Rabu, 20 Oktober 2010

jalan panjang mengubah kebijakan publik

Penerbit: Forum Pengembangan Partisipasi Masyarakat (FPPM)

Selama 2007-2009 banyak organisasi Masyarakat sipil, LSM, Perguruan Tinggi dan pegiat pembangunan masyarakat mengalang advokasi bersama untuk merevisi berbagi topik tata kelola Pemerintah yang diatur Dalam UU NO.32 Tahun 2004 tentang Pemerintah Daerah.

Beberapa diantara organisasi tersebut adalah Forum Pengembangan Partisipasi Masyarakat (FPPM) Bandung, lnsitute for Research and Empowerment (IRE) Yogyakarta, Program Studi Politik Lokal dan Otonomi Daerah (PLOD) UGM Yogyakarta, PSP3 Institut pertanian Bogor, Msayrakat Peduli Pelayanan Publik Jakarta, Percik Selatiga, dan lain-lain..Di sejumlah Daerah, inisiatif serupa juga dilakukan antara lain oleh Perkumpulan Inisiatif di kabupaten Bandung, P3ML Kabupaten Sumedang, FIK ORNOP Sulawesi Selatan, dan HAPSARI Medan, dan lain-lain

Buku ini sebagi catatan perjalanan advokasi mereka. sengaja disusun dg beberapa maksud.pertama,menjadi ilham dan panduan tenteng mengapa sebuah proses advokasi hrs dilakukan,tantangan dan masalah apa saja yg biasanya ditemukan,dan dgn cara apa masalah-masalah advokasi biasa dipecahkan.kedua,menutupi kekurangan literatur advokasi, terutama yang diingat dari pengalaman pelaku-pelakunya sendiri.

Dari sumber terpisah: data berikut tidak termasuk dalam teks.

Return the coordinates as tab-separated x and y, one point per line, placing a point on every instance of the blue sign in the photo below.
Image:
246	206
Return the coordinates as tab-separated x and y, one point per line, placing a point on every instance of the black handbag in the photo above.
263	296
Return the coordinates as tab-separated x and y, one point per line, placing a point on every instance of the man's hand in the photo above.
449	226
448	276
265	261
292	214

Yang menarik dari buku ini adalah saat sebuah LSM harus melakukan analisa terhadap para pemangku kepentingan, membidik aparat kunci, dan menentukan siapa whistle blower yang comel memberi pengaruh. Tentunya, skill ini tidak mudah apalagi ketika berurusan dengan birokrasi yang kaku. “Hubungan personal kuat dan intensif dengan pemangku kepentingan jauh lebih efektif” saran Nandang Suherman dalam tulisannya Membangun Jaringan dengan DPRD (hal 62).

Hal lain, conflict interest individu dengan individu, individu dengan lembaga, dan lembaga dengan lembaga menjadi hal yang umum terjadi. Ini juga yang tersirat dalam sepuluh tulisan yang termaktub dalam buku ini.  Isinya seakan menyadarkan pembaca bahwa konflik bukanlah sebuah hal yang perlu dihindari bahkan konflik menjadi kekuatan tersendiri dalam membangun jejaring. Seperti halnya LSM saling menyindir dengan media massa. Mereka saling mengklaim para penggiat LSM mencari data dari media massa dan LSM mengklaim bahwa media massa-lah yang mencari data dari LSM. Padahal Dwi Joko Widiyanto dalam tulisannya Bekerja sama dengan Media Massa jelas sekali mencontohkan kalau kerjasama TV dan LSM lingkungan menjadi lebih menarik dan kokoh dalam data, bahkan mempunyai nilai plus tersendiri dalam pengembangan informasi pada masyarakat.

Buku ini sangat cocok untuk dikaji dan didiskusikan bagi kalangan peneliti, pada edukasi, aparat pemerintah, para mahasiswa, dan Organisasi Masyarakat Sipil (OMS) yang benar-benar ingin mendapat perbaikan dalam kualitas hidup bermasyarakat dengan iklim demokrasi.